Adrian knew what she meant all right. She meant that she had felt rebuffed and hurt by his suggestion that she shouldn’t return to the flat till Monday; and had been hurt even more by his ill-judged attempt at explanation. He had been a fool, he realised now, to try to explain to Rita how much his daughter’s weekly visits meant to him. He couldn’t expect her to understand, or to feel other than jealous. Already, he sensed her hostility, before she’d even met the girl.
“Daddy-worship”; “the Oedipus thing”. Phrases like these, under their guise of casual sophistication, were calculated to smear and belittle. Their effect on a living, actual relationship was like selective weed-killer, attacking insidiously the sturdy, unselfconscious roots of it.
Not that Rita would have thought all this out before slinging this half-digested psychological jargon at him. She worked by instinct, Rita did, and her instincts were always one jump ahead of him. On whatever ground he tried to base an argument, he would find that these grounds had already been mined beforehand.

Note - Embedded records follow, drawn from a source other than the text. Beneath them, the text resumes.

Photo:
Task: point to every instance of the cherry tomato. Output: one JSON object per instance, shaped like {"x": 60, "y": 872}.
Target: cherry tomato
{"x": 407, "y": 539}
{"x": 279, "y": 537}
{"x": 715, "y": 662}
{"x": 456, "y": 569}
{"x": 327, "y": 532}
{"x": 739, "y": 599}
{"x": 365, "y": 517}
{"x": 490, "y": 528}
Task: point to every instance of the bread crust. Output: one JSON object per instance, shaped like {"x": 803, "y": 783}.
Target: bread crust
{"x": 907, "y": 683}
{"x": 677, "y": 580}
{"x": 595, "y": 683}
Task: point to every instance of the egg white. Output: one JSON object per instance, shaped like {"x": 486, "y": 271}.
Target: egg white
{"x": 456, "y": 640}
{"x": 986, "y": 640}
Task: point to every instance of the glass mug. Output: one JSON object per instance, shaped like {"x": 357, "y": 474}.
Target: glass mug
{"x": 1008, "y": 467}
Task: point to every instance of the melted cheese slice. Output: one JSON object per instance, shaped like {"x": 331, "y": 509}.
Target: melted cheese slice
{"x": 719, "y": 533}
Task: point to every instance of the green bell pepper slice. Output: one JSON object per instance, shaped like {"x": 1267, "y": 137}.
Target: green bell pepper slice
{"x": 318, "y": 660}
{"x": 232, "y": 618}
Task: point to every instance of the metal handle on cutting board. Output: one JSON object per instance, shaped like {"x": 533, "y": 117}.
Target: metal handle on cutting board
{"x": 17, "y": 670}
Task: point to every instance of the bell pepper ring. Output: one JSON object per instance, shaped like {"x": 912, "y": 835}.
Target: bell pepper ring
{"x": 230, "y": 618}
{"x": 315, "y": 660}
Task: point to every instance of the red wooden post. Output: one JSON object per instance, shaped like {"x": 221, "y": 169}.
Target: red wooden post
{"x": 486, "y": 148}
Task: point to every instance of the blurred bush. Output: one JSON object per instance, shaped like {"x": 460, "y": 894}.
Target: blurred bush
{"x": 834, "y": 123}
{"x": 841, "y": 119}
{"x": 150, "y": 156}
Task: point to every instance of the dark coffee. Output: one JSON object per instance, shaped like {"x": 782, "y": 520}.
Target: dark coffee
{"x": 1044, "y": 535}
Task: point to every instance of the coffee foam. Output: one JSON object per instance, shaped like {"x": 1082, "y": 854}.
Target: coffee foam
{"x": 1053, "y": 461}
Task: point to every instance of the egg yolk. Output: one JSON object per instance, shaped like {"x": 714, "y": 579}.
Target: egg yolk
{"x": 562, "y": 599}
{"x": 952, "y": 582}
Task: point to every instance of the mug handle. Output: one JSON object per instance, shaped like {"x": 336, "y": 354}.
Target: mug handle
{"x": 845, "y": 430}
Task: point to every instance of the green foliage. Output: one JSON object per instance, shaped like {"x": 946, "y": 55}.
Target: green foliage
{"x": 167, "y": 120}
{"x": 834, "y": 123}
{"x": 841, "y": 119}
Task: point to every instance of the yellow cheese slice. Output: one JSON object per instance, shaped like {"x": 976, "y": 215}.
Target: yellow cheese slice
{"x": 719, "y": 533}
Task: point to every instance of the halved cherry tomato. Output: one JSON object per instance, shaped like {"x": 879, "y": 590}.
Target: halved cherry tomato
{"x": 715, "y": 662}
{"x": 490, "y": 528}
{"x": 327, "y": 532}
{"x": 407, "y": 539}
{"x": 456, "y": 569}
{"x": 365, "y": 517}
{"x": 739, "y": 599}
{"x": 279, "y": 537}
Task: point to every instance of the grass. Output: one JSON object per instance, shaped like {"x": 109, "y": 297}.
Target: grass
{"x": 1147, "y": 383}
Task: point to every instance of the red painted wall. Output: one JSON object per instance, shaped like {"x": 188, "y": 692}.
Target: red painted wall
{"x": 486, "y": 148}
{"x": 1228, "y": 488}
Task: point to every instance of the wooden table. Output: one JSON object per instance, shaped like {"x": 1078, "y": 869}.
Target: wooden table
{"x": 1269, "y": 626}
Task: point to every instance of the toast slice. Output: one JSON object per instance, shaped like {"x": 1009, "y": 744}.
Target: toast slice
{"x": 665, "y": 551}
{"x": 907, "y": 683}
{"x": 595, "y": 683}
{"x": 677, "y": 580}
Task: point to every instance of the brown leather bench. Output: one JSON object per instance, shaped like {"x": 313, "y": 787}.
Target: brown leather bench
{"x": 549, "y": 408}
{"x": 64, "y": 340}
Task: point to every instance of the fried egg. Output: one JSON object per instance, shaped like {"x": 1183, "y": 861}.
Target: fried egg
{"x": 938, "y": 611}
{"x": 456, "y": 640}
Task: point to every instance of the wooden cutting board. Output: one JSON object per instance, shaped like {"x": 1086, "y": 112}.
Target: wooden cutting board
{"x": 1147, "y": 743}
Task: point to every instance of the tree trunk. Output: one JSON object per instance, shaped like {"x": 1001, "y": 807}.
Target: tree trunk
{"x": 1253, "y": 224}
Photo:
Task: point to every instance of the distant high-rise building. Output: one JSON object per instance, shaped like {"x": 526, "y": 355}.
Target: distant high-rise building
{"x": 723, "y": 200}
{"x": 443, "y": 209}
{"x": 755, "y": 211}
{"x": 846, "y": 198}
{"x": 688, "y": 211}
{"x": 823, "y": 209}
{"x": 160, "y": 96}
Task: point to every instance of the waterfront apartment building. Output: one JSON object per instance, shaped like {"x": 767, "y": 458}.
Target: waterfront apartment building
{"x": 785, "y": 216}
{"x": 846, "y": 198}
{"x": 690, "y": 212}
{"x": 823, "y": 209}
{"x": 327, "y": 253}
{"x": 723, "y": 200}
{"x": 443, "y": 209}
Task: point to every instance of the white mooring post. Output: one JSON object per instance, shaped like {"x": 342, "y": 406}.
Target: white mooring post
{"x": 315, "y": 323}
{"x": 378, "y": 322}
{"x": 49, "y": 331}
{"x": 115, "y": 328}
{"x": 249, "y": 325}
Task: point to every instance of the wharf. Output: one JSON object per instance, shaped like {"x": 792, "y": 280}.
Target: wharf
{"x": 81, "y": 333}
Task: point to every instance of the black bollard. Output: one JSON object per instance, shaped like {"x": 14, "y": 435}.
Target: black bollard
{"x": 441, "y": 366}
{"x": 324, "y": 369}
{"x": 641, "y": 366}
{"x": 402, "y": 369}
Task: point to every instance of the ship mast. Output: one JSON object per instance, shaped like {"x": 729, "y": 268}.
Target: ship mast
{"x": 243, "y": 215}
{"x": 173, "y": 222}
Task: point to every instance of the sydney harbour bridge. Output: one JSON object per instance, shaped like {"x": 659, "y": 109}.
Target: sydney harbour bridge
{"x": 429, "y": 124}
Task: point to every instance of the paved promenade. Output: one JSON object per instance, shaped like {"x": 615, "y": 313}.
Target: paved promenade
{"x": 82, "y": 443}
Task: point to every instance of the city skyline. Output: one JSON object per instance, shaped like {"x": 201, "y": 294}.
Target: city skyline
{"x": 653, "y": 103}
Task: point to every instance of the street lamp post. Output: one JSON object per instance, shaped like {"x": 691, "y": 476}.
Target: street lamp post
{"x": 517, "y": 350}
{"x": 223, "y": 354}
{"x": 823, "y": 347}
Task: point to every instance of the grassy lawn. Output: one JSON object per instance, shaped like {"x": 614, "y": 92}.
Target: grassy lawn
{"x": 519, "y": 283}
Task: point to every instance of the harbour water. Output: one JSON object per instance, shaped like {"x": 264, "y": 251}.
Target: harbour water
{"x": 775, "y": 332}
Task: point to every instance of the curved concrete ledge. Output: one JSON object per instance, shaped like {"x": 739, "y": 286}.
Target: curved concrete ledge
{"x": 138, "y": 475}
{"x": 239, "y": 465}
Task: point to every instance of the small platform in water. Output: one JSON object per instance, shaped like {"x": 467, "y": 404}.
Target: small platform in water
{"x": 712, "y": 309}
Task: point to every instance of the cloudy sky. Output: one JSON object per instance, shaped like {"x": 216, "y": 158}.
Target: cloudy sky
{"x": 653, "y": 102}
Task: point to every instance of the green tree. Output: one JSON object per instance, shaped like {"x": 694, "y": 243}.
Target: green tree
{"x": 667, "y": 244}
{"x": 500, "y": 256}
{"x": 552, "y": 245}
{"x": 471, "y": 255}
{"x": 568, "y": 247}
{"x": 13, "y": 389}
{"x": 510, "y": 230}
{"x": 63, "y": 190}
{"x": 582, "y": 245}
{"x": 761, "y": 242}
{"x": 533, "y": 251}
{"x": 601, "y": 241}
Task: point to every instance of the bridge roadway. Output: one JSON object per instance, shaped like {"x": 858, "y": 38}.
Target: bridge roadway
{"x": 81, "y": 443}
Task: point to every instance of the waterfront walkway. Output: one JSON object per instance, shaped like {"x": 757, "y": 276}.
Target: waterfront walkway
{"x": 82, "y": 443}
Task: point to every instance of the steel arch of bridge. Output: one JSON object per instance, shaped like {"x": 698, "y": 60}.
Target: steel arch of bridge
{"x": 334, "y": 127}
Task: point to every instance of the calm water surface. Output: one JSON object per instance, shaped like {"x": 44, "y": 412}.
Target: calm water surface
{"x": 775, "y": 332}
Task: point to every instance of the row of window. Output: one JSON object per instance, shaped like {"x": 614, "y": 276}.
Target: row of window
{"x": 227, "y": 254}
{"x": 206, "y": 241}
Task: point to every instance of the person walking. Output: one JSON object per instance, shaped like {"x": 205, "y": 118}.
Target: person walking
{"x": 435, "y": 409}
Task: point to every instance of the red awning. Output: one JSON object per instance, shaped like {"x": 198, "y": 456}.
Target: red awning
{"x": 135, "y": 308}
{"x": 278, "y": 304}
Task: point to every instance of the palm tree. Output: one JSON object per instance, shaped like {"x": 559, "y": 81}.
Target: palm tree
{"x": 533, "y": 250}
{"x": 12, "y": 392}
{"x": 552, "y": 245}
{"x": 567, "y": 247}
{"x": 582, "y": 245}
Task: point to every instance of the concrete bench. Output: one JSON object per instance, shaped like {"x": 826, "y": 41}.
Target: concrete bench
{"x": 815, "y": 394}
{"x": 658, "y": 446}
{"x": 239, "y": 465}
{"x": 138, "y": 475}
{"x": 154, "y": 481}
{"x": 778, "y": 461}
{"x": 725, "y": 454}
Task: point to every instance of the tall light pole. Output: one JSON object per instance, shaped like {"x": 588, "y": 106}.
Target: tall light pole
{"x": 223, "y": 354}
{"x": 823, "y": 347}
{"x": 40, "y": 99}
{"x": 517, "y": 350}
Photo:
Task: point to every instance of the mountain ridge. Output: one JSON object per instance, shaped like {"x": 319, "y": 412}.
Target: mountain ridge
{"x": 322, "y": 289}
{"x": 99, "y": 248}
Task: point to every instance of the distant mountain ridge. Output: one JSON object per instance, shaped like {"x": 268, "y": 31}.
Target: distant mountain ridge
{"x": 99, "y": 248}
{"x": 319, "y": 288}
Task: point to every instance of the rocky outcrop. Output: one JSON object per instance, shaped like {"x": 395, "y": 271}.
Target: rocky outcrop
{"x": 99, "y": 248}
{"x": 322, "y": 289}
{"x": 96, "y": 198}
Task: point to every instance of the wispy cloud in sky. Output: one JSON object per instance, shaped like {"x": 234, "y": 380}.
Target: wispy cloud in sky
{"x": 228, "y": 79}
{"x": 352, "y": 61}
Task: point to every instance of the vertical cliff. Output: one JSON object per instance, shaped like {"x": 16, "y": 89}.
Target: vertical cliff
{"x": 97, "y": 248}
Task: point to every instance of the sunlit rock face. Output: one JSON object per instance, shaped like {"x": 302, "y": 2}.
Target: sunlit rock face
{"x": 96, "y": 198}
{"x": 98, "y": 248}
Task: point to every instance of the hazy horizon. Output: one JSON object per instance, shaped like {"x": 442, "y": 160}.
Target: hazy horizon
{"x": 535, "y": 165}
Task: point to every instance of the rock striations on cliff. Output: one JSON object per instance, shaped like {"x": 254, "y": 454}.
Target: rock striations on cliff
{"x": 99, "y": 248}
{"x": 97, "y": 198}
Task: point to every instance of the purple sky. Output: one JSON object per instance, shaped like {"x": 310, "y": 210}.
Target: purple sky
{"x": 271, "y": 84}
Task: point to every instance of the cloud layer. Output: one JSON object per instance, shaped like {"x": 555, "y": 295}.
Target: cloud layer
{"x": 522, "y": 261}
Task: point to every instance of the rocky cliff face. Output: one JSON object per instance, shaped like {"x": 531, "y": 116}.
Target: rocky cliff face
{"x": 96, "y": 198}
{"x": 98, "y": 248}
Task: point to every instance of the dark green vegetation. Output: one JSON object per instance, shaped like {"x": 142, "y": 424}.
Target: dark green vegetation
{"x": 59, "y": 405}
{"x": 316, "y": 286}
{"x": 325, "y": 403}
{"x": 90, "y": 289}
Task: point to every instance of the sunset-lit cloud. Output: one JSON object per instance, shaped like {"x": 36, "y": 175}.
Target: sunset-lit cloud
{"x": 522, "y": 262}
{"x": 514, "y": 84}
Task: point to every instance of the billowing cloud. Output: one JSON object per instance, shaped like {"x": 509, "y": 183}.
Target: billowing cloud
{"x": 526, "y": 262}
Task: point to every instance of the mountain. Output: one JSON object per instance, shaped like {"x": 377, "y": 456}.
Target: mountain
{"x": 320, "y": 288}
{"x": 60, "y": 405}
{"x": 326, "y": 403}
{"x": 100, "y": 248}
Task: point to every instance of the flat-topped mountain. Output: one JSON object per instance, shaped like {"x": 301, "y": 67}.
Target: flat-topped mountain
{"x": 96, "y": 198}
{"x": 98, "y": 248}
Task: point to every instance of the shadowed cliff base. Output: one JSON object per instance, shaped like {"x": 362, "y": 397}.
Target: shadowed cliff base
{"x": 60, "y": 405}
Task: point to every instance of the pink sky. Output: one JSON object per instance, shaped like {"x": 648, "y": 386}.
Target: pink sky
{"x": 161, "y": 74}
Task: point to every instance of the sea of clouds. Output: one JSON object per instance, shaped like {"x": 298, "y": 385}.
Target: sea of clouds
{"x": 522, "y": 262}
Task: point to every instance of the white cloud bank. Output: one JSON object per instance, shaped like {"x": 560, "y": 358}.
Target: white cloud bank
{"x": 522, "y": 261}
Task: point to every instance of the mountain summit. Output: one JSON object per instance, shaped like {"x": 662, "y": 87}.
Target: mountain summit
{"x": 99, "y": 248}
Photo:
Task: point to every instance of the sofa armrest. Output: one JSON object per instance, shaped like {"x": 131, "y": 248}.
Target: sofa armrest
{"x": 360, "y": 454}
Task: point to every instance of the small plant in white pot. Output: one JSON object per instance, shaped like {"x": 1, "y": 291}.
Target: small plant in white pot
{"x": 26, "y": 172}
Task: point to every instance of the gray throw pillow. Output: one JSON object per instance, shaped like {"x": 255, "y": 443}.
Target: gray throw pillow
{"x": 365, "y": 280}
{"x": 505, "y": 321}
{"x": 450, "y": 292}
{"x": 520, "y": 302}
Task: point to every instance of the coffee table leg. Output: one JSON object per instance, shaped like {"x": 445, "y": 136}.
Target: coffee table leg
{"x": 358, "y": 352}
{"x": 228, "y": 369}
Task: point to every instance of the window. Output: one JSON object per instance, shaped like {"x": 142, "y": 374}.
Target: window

The present case was typical. He’d tried to explain to her how he felt about these visits of Amelia’s, which had been going on so happily and rewardingly for nearly four years now, and she didn’t wait to understand, she didn’t need to. At the first mention of the child’s name, she had made a grab for the nearest cliché, and was there waiting for him with it, before he’d even assembled the relevant data.
In a way, he couldn’t blame Rita for her resentment, or even for her mockery. The thing did sound soppy when it was put into words. But the whole beauty of it, with him and Amelia, was that they never did put it into words, had never had to. Even at the beginning—particularly, perhaps, at the beginning—it had been the very wordlessness of what was happening between them which had made it all so wonderful.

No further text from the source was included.